(d) Agent shall have received a fully executed copy of the AuraGen Acquisition Agreement and all other material agreements, documents or instruments pursuant to which the AuraGen Acquistion is to be consummated (including, without limitation, the Exclusive Patent License, as defined in the AuraGen Acquisition Agreement), any schedules to such agreements, documents or instruemtns and all other material ancillary agreements, instruments and documents to be executed in connection therewith;
(e) all representations and warranties of Borrowers contained herein shall be true and correct in all material respects (without duplication of any materiality qualifier in the text of such representation or warranty) as of the date hereof except to the extent that any such representation or warranty relates to a specific date in which case such representation or warranty shall be true and correct as of such earlier date (and such parties’ delivery of their respective signatures hereto shall be deemed to be its certification thereof); and
(f) prior to and after giving effect to the agreements set forth herein, no Default or Event of Default shall exist under any of the Financing Documents.

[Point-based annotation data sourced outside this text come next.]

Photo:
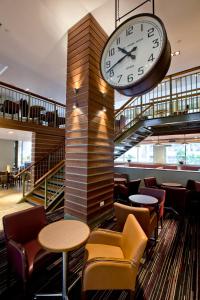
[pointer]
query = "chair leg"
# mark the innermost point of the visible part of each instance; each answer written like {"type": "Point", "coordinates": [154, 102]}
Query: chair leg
{"type": "Point", "coordinates": [84, 295]}
{"type": "Point", "coordinates": [131, 295]}
{"type": "Point", "coordinates": [161, 222]}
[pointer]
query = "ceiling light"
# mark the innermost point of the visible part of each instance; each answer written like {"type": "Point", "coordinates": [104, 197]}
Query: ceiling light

7. Post-Closing Obligations.
(a) Borrowers shall, by the date that is thirty (30) days after the date hereof (or such later date as Agent may agree, in its sole discretion) deliver to Agent duly executed intellectual property security agreement supplements in accordance with Section 4.16 of the Credit Agreement to perfect and maintain a first priority perfection security interest in favor of Agent, for the ratable benefit of Lenders, in the Intellectual Property obtained by Borrowers in connection with the AuraGen Acquisition.
(b) Borrowers shall, by the date that is sixty (60) days after the date hereof (or such later date as Agent may agree, in its sole discretion), deliver to Agent a duly executed landlord’s agreement, in form and substance reasonably satisfactory to Agent, with respect to the premises located at 9646 54th Street, Franklin, WI.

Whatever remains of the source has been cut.